Koki Nakano – Vincent Segal
mercredi 24 janvier 2018 à 20h30

Vincent Ségal écrit :
Passer des heures à répéter la musique de Koki Nakano sans pouvoir échanger une conversation sérieuse est merveilleux. Pas de japonais, pas de français, pas d’anglais, pas de diplomatie, juste un territoire : l’Art de Koki Nakano. Le piano et le violoncelle sont des outils sommaires mais ils ont une mémoire, un ADN, une histoire et ces outils vénérables volumineux et peu pratiques à l’heure de la dématérialisation sont de merveilleux musiciens. Grâce à eux, sans échanger un mot, il y a des questions, de la sueur, de l’ardeur, du rire, de l’acrobatie, de l’agacement, la peur de mal faire, l’art de bien faire, de la plénitude.
Dans le minuscule studio des Buttes Chaumont, où Koki résidait, je pouvais avec mon archer toucher le piano droit, et de la main gauche faire chauffer de l’eau, mais en sortant, j ‘avais l’impression d’avoir été sur Mars, au bord d’un lac, dans un loft berlinois, avec des fées. La musique ne signifie rien, et pourtant, c’est une question de vie et de mort pour Koki Nakano.

Gaspar Claus écrit :
Au Japon, dans une immense ville tentaculaire, la plus peuplée du monde, il y a partout des petites ruelles. On a à peine quitté une grande artère qu’on se retrouve plongé dans un univers villageois, charmant, tranquille et joyeux.
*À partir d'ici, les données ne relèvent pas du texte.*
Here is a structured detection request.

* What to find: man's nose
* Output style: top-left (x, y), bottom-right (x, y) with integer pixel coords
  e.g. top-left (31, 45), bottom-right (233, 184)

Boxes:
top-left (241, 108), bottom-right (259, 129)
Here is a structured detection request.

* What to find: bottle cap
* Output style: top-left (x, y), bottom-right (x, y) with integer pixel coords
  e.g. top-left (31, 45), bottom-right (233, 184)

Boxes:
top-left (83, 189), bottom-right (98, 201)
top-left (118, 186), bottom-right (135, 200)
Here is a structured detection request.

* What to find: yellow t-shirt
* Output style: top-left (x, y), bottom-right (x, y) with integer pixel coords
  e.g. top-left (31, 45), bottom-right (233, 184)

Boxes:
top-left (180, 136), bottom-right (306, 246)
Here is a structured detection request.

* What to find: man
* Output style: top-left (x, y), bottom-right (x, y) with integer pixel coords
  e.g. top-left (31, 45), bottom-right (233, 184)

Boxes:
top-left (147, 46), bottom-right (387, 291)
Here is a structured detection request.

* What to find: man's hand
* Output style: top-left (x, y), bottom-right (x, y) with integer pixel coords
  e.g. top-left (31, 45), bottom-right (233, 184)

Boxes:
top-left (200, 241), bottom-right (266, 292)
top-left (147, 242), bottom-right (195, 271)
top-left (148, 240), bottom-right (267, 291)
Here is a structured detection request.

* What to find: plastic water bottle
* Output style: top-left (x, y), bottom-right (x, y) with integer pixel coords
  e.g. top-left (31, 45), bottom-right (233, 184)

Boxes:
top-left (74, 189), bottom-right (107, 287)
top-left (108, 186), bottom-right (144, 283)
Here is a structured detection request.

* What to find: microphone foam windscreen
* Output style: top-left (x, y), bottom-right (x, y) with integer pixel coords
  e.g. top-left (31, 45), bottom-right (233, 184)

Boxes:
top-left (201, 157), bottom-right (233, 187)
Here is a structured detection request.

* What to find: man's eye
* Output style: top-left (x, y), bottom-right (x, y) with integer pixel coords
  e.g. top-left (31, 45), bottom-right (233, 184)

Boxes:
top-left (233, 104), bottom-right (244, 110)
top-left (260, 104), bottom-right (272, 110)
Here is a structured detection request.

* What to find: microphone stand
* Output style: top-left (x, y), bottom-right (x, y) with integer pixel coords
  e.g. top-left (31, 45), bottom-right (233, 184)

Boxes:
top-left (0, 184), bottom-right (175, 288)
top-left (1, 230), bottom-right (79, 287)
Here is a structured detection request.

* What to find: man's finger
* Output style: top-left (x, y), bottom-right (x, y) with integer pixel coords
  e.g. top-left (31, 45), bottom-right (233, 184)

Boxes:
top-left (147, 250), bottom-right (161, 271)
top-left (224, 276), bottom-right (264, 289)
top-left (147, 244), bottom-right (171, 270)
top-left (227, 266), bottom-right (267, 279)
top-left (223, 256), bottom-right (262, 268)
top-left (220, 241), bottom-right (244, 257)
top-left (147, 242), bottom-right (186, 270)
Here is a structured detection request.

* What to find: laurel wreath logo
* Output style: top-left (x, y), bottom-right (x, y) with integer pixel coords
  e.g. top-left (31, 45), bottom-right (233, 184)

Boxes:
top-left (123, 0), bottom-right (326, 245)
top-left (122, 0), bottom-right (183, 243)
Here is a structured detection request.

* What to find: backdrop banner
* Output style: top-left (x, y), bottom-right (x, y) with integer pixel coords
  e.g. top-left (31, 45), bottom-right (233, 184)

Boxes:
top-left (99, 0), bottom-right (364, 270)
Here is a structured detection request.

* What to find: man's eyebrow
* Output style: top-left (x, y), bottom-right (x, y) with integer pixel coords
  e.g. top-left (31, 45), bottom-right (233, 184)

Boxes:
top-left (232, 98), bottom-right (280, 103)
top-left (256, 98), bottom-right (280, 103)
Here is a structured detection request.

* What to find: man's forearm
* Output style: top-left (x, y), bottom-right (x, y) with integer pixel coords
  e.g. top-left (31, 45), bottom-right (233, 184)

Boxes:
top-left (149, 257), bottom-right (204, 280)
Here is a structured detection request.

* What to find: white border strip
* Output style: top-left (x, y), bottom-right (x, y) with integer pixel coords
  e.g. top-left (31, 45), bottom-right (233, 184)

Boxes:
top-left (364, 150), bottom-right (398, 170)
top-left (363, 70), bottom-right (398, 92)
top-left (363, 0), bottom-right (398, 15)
Un jour, marchant dans une de ces ruelles j’ai vu passer un chariot chargé d’enfants qui se faisaient trimballer vers l’école par deux dames. Ces deux dames les tiraient, à pied, et les petits jetaient des regards à la fois sages et malicieux sur le monde qui défilait ainsi sous leurs yeux. C’était à Koenji, un de ces endroits au monde où je me suis toujours senti très heureux.

Les compositions de Koki Nakano m’ont immédiatement plongé dans le souvenir de ce moment, dans la ruelle de Koenji, avec les enfants qui passaient en chariot. Elles sont habitées de la joie de celui qui flâne et se laisse surprendre par les petites choses. Le piano de Koki sautille et danse sans direction précise, laisse tomber ses notes tout autour de lui, parfois s’arrête sur une couleur, se surprend lui-même à esquisser un pas inattendu, un nouveau rythme de marche qu’il répète avec curiosité tandis que le violoncelle de Vincent Segal promène ses archets comme celui qui sifflote en écho aux mille événements qui l’entourent, attentif à leur complexité tout autant qu’à la grande évidence de ce qui a simplement lieu.

Vincent Segal, violoncelliste
Depuis 20 ans de carrière, Vincent Segal expérimente dans tous les registres : classique, jazz, contemporain, rock et musiques africaines. Il a fondé avec Cyril Atef le célèbre duo Bumcello qui a obtenu une victoire de la musique en 2006. Vincent Segal a aussi joué dans la rue et à l’Opéra de Lyon, avec le chanteur M ou le chanteur pop folk Piers Faccini. Il a travaillé avec de nombreux autres artistes comme Sting, Elvis Costello, Sébastien Martel, Maggic Malik, Cesaria Evora… Récemment, son duo avec le Koriste Ballaké Sissoko a été nominé aux Victoires de la Musique.
Koki Nakano, pianiste
Jeune pianiste japonais de 28 ans, a composé des pièces étonnantes pour violoncelle et piano qu’il interprète avec Vincent Segal. Sa connaissance de la musique classique française et allemande, des répétitifs américains, du jazz et de la pop lui laisse toutefois la liberté de construire un monde musical personnel dont le CD « Lift » livre un aperçu enthousiasmant.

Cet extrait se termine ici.